Miguel alejó la vista de la poca espuma que quedaba y se centró en la franja de tierra propiedad de los franceses. Podía distinguir perfectamente La Cabezuela a través de su catalejo y era capaz de reconocer a los miembros de sus baterías de asedio si el día era soleado y había limpiado correctamente el cristal del chisme. Cada día hacía lo mismo; subía a lo alto de la pequeña torre de su casa y observaba la llegada de los barcos a puerto. Su familia tenía, como muchos en la ciudad, intereses comerciales que ni la guerra ni el mismísimo Lucifer harían desaparecer. Sin embargo, la presencia francesa en la costa y las desavenencias puntuales con Inglaterra habían dificultado la llegada de los barcos. Esto hacía que el joven terminase pasando más tiempo observando los quehaceres diarios del ejército enemigo que vigilando la entrada a la ciudad.

Era capaz de distinguir a los oficiales por su manera de andar, a las diferentes baterías por las distancias de sus disparos y los relevos y su procedencia. Más de un guerrillero de los que se jugaban la vida cada día en las marismas habría dado un brazo por la información que tenía Miguel casi en tiempo real sobre las tropas francesas.

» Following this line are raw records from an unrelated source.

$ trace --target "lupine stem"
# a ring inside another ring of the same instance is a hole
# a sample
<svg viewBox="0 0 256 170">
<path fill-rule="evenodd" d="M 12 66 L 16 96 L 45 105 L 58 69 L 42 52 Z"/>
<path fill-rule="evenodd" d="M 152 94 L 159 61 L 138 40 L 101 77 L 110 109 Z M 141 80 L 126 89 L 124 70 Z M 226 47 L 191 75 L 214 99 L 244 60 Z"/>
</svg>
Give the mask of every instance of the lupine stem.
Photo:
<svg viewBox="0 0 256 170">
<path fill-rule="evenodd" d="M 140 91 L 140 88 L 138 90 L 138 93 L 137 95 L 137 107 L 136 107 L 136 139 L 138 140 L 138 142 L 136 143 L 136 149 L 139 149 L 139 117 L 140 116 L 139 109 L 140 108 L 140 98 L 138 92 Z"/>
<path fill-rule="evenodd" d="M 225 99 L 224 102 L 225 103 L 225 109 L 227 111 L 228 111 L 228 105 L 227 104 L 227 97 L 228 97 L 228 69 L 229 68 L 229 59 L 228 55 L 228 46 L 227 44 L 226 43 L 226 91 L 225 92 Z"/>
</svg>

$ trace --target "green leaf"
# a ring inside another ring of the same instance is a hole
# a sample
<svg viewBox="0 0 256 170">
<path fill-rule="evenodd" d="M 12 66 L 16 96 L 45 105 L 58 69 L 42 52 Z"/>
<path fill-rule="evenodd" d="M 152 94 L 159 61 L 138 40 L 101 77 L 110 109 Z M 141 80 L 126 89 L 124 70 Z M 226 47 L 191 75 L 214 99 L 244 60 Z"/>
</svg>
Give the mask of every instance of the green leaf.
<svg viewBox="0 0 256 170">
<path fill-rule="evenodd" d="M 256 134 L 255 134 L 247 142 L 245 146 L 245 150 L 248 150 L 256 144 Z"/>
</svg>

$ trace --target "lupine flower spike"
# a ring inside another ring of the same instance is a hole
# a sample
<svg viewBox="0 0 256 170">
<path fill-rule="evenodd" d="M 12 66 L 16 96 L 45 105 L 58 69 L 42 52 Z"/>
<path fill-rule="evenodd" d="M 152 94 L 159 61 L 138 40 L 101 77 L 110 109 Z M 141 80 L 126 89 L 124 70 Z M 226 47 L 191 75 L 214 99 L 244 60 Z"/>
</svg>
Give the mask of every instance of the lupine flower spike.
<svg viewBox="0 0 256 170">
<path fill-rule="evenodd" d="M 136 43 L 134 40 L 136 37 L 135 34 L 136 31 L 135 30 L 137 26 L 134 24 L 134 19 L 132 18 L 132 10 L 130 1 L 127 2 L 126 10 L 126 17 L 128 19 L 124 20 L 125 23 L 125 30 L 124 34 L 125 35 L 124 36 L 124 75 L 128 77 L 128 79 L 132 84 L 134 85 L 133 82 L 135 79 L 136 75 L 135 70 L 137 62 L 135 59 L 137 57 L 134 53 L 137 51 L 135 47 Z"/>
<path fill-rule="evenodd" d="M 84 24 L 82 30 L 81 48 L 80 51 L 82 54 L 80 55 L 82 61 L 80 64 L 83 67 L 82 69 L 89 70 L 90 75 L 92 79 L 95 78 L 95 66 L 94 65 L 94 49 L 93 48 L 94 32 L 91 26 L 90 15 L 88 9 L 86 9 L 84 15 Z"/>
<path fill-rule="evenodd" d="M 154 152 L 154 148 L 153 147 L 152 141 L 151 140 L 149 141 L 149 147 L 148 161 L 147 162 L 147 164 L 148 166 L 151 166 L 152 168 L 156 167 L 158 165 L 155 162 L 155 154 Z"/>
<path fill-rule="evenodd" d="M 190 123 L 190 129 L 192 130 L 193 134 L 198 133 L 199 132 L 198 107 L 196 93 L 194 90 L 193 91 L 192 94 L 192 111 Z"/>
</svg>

Pero el adolescente no había salido de la ciudad desde hacía meses y todavía tardaría más de un año en poder cruzar más allá de la Real Villa de la Isla de León sin temor a que un artillero francés acertase con los números y acabase con su vida. Notó que el fuerte de La Cabezuela estaba extrañamente inquieto ese día. Veía movimiento, más de lo normal, tras las murallas y había mucho trajín de hombres por los alrededores. Durante la noche todo el mundo en la ciudad pudo ver más iluminación de lo normal en la plaza enemiga y se comenzó a hablar de una nueva incursión por parte de las tropas de Claude-Victor Perrin.

Sin embargo, durante toda la mañana el revuelo no había disminuido, no había tropas en formación pero el fuerte seguía patas arriba. Miguel no había dudado en desatender sus labores en casa con tal de no perderse detalle de lo que pudiera llegar a pasar. Mientras observaba aquellas figuras azules moverse notó que una media docena de hombres formaba filas. Frente a aquellas pequeñas figuras creyó distinguir la curiosa pluma que coronaba los uniformes de los oficiales. La comitiva echó a andar con el oficial al frente en dirección tierra adentro. El fuerte no se calmó pero los soldados regresaron a sus tareas cotidianas; recargar las baterías, apuntar y llenar de nuevo la bahía de espuma. Miguel cerró el catalejo y lo dejó dentro de su pequeña caja de madera forrada. Descendió las escaleras directamente en dirección a la calle con una sonrisa. Se reunían de nuevo las Cortes y quería estar allí para verlo.